Some aspiring entrepreneurs may hesitate to get feedback from other people, thinking “it is not their idea anyway”. Your business idea will not be sustainable if it doesn’t create a following. Strike a balance between creativity and profitability. Paul Brown puts it well in Forbes.com, “Creativity is wonderful. But creativity that isn’t linked to making money is just a hobby. It isn’t a viable business concept.  And the reason you are trying to come with a new idea is, ultimately, to make money.”


3.  When you have a clearer vision of your product and your business already, do not dilly-dally for too long. Build your team, prepare the documents required for Singapore company incorporation, and before you know it, you’re one step closer to your dream.


2. “I do not have enough funds.”

So the business idea is there, but you realized that the capital isn’t.

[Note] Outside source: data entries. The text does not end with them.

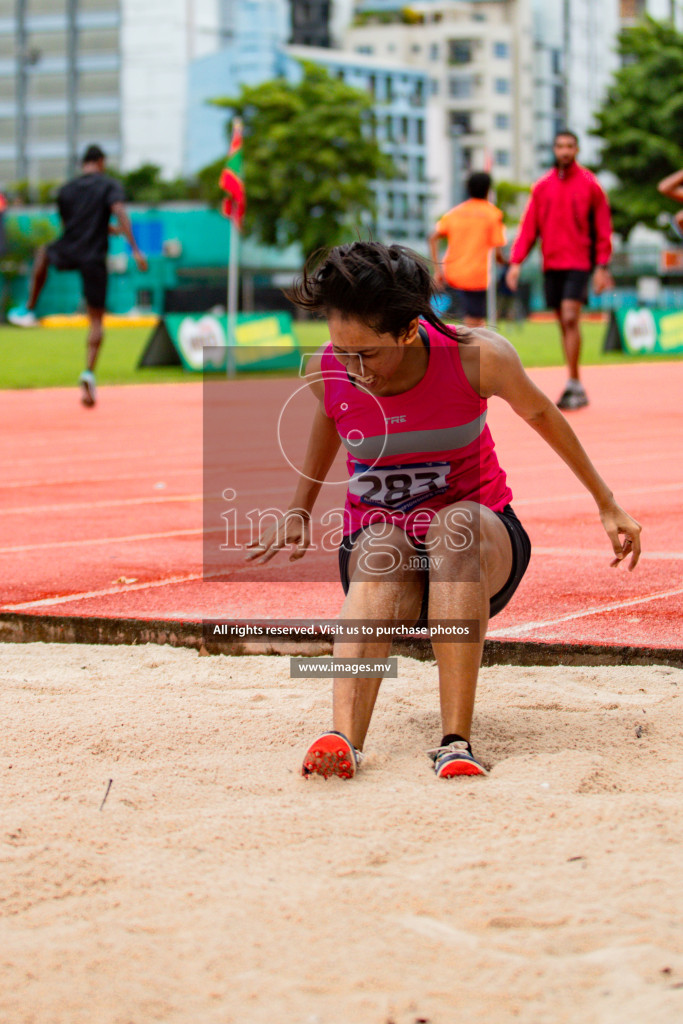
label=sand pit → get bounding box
[2,641,683,1023]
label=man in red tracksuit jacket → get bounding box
[506,131,614,410]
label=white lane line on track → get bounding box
[513,480,683,507]
[0,554,339,610]
[0,447,199,469]
[0,468,201,490]
[3,479,676,517]
[0,572,206,611]
[2,529,682,562]
[487,584,683,639]
[0,527,211,554]
[531,547,683,561]
[0,493,204,515]
[0,461,270,490]
[502,450,676,474]
[0,485,327,515]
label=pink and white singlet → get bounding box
[321,320,513,540]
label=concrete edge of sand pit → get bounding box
[1,612,682,670]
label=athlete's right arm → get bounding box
[245,349,342,563]
[111,201,148,272]
[506,189,539,290]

Yes, you need funds from the moment you register your business in Singapore to the installation of electricity for your office. Here are quick tips on how you can work around budget issues for your business:


1. Singapore is known for being a friendly place for entrepreneurs. In an interview, Edwin Chow, Director of Planning at SPRING Singapore, an agency of the Ministry of Trade and Industry, said that the country has plotted out government-sponsored initiatives and public-private partnerships, including 40 government-supported incubator programs. Now, start searching for government startup grants and schemes.


2. You can also try alternative financing options, such as new lending schemes offered by banks, peer-to-peer lending, and crowdfunding.

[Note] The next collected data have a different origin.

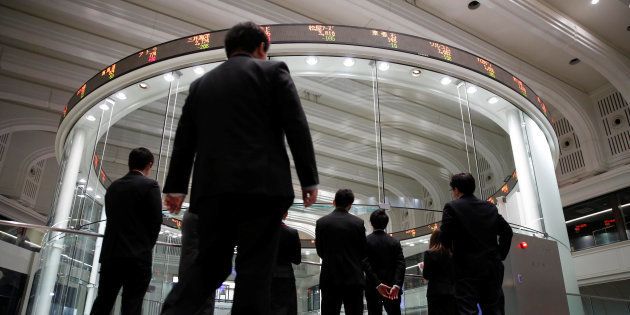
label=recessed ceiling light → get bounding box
[86,115,96,121]
[440,77,452,85]
[468,1,480,10]
[466,86,477,94]
[569,58,581,65]
[95,195,102,199]
[139,82,149,89]
[86,187,93,192]
[164,73,175,82]
[99,103,110,111]
[408,243,415,247]
[487,96,499,104]
[378,61,390,71]
[590,0,599,4]
[343,58,355,67]
[115,92,126,100]
[79,178,87,183]
[193,66,205,75]
[305,56,318,65]
[411,69,422,77]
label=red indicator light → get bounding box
[519,241,528,249]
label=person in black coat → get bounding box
[271,212,302,315]
[422,227,456,315]
[160,22,319,315]
[440,173,513,315]
[315,189,366,315]
[364,209,406,315]
[91,148,163,315]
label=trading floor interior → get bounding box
[0,1,629,314]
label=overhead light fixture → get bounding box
[115,92,127,100]
[99,103,110,111]
[139,82,149,89]
[193,66,205,75]
[411,69,422,77]
[468,1,481,10]
[378,61,390,71]
[86,187,93,192]
[79,178,87,183]
[95,195,102,199]
[569,58,581,65]
[565,208,612,224]
[466,86,477,94]
[440,77,452,85]
[86,115,96,122]
[343,58,355,67]
[305,56,318,65]
[487,96,499,104]
[164,73,175,82]
[590,0,599,4]
[408,243,415,247]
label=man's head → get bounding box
[370,209,389,230]
[224,22,270,60]
[449,172,476,199]
[333,188,354,211]
[128,147,154,176]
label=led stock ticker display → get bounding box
[66,24,550,122]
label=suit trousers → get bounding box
[270,276,297,315]
[427,294,457,315]
[161,195,291,315]
[365,286,401,315]
[90,259,152,315]
[321,285,364,315]
[454,260,505,315]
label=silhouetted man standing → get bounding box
[160,22,319,315]
[365,210,406,315]
[440,173,513,315]
[316,189,366,315]
[91,148,162,315]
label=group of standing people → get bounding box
[88,21,513,315]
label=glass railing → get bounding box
[567,293,630,315]
[0,216,597,314]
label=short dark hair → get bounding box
[370,209,389,230]
[334,189,354,209]
[449,173,476,195]
[224,22,270,57]
[128,147,154,171]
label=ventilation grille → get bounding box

3. When you are just trying to introduce your new business in Singapore, there are strategies you can use without breaking the bank, such as promoting your product or service on social media and connecting with peers during community meetups or conferences.


4. Prioritize. Spend your resources wisely. For example, between subscribing to international business magazines and engaging a firm for accounting services in Singapore, which will help your business become more progressive?

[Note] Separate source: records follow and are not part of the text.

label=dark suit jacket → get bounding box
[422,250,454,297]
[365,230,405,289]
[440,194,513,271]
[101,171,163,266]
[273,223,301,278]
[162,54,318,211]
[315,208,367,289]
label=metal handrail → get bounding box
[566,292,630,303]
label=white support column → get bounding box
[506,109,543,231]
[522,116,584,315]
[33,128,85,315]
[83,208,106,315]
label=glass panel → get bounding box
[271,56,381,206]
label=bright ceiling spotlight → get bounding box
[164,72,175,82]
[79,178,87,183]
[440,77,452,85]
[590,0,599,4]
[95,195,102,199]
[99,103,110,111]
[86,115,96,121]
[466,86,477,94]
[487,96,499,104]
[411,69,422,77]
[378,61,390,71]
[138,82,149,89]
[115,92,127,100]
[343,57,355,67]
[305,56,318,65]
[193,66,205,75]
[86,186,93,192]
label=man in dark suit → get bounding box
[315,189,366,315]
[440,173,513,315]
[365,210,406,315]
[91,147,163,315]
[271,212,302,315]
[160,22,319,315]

5. Get the right people. Are the individuals working with you embrace your vision the way you do? Do they have the experience and capability to perform their responsibilities? Is the business consultant you plan to engage understand your objectives?


3. “What if I fail?”

More than a decade ago, Mitsuru Izumo realized that there’s a tiny organism that can help solve hunger in society.


Sounds like a crazy idea people, right?


But the man made this crazy idea official in 2005.


He even presented this crazy idea to 500 companies–but no one took the risk.


Today, this crazy idea created one of the most successful startups in Japan, Euglena.




Izumo discovered in an overseas trip that hunger is not caused by lack of food but of chronic malnutrition. When he returned to Japan, he learned about the health benefits of microalgae, which is rich in vitamins, minerals such as calcium and iron, and amino acids, and developed it as the core of his enterprise. After several attempts, it was only in 2008 when Euglena caught the attention of one of Japan’s biggest conglomerates, Itochu. The company supported the development of Euglena’s business and the rest is history.


How did Izumo achieve such success?


Well, he never gave up. When he couldn’t secure enough funds for his research, he looked for other sources of income. He continued his research and improved his product. He never wasted any second. “You plant many, many seeds and by trial and error, you learn how to cultivate a business,” Izumo told CNBC in an interview.


His beginnings were not about gaining tons of profit and perfection.


Not gulping uncertainties.


Not sitting on a safe, comfortable corner.


It was about making decisions and taking actions, and refining his “box” in between.